Five Questions with Sarah Shanfield About the End of the World

IMG_3814Picture courtesy Sarah Shanfield.Sarah communes with the globe

While there are good reasons to be skeptical about the Mayan calendar prediction that the world will end today, The Local decided to ask journalist, savant, thought-leader, and Local contributor Sarah Shanfield for words of advice and comfort.

Q.

Sarah, the end of the world seems to be predicted with frightening regularity these days. How have you felt in the past when it turned out to be a false alarm?

A.

No one was more upset at the failure of the rapture than me. I had not even started my taxes and was going to wait until the last fiery demon rode away in a chariot made of rabid wolves to see if I’d be alive enough to have to actually sit down and file them. Boy, was I wrong! I have learned not to put too much belief in these human predictions. Still, I won’t do any Christmas shopping until acid-filled pigs stop falling from the sky on Friday and then, only then, will I venture to the Union Square holiday market.

Q.

Coming from California as you do, we know you’re an earthquake expert. Do you expect the end of the world to involve earthquakes, as well as other disastrous phenomena, or not necessarily?

A.

Humans – and living organisms in general – are very smart. We defy the laws of nature time and time again (like you said, I’m from California. Nature, gravity and logic are all defied by the faces of my mother’s friends). Especially after Sandy, I don’t question the power of a humankind to be able to survive whatever the earth or the forces that be will throw at him or her.

Maybe the end of my world will be manifest as an attack by a large snake, and my friends can’t save me because they inhaled a parasite that is forcing them to walk off a cliff. Who knows? That said, I guess I’m kind of hoping for acid-filled pigs.

Q.

Just in case it’s the real deal this time, how do you plan to spend the few remaining hours?

A.

I will actually be on a plane. My hope is that if all the volcanoes are to erupt , it will all be over by the time I land and I can live the rest of my life as a real life version of “Lost” (I’m Eko). In fact, if I hadn’t been so dumb as to book that ticket on what might be the last day ever, I would have spent the time watching the series “The Wire.” I haven’t gotten around to it yet.

Q.

Last year you moved from the East Village to Brooklyn. Do you expect either the East Village or Brooklyn to be spared in an end-of-world scenario, and if so, why?

A.

Haven’t you people learned anything?
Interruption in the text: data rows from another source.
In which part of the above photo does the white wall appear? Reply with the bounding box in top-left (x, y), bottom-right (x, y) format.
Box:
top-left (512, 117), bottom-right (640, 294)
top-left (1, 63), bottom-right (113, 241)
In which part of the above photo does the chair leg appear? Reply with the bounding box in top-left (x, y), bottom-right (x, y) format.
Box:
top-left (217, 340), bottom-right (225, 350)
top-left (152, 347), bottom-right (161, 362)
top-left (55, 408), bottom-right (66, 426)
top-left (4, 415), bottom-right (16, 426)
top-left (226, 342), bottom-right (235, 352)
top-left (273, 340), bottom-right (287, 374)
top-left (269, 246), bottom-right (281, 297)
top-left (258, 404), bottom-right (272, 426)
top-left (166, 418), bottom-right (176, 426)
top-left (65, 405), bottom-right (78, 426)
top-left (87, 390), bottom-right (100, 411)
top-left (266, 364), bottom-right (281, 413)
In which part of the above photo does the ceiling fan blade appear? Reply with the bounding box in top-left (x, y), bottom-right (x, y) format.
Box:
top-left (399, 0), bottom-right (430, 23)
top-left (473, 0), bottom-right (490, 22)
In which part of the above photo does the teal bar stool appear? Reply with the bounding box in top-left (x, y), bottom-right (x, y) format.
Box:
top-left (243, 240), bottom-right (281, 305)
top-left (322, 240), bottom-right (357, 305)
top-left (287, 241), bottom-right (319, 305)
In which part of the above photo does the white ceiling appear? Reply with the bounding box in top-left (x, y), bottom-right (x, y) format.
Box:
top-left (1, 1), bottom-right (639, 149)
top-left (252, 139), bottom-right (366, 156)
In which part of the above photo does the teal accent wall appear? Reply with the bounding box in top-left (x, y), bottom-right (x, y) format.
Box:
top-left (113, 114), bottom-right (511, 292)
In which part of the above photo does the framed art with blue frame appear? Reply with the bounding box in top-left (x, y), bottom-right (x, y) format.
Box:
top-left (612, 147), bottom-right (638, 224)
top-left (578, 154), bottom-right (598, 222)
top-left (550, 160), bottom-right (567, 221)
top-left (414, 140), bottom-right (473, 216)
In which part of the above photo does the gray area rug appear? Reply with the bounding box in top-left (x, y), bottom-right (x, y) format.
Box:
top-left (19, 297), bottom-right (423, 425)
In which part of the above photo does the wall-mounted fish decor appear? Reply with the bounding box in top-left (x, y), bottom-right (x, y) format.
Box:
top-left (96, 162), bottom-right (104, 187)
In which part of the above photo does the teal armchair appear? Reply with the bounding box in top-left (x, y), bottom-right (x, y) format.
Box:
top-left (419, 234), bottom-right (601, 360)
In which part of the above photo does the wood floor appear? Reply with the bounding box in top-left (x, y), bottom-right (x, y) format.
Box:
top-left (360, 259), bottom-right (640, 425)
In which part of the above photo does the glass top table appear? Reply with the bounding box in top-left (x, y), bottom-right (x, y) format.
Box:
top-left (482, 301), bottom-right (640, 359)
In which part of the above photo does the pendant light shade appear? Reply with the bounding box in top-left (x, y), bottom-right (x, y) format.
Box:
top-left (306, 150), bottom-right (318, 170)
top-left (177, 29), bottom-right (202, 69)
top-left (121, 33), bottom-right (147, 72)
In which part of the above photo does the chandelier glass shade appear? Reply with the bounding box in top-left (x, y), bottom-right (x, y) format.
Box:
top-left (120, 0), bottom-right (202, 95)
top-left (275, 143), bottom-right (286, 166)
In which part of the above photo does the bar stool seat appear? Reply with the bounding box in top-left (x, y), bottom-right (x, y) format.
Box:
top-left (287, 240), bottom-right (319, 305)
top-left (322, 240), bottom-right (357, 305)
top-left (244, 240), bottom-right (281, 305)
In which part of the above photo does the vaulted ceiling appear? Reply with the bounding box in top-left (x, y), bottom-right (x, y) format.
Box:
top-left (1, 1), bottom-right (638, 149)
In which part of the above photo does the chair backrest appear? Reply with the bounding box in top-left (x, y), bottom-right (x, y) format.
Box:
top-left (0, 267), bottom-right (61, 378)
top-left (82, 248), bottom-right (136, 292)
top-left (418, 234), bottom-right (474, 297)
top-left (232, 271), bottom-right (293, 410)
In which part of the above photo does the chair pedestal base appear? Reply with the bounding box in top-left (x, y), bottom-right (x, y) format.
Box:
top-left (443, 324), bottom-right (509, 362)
Movies have taught us that while Manhattan goes up in flames, gets sucked dry by vampires, or trampled by a giant dinosaur monster, Brooklyn will be chilling out with full power and cable, its people watching from the shores of DUMBO, and eating lobster rolls. Good luck, everyone!

Q.

You can preserve one East Village icon or institution for posterity. Your choice?

A.

Life Cafe! Oh wait. Mars Bar! Oh wait. I guess the 7-Eleven is really important, and I would do whatever it took to save that. That and the frozen yogurt place on 7th and A.

I’m really hoping this moment makes people realize what I’ve been saying all along – that Mayan civilization is actually the most hilarious nationality. If you guys can pull this prank off, you deserve everything, forever. Happy New Year!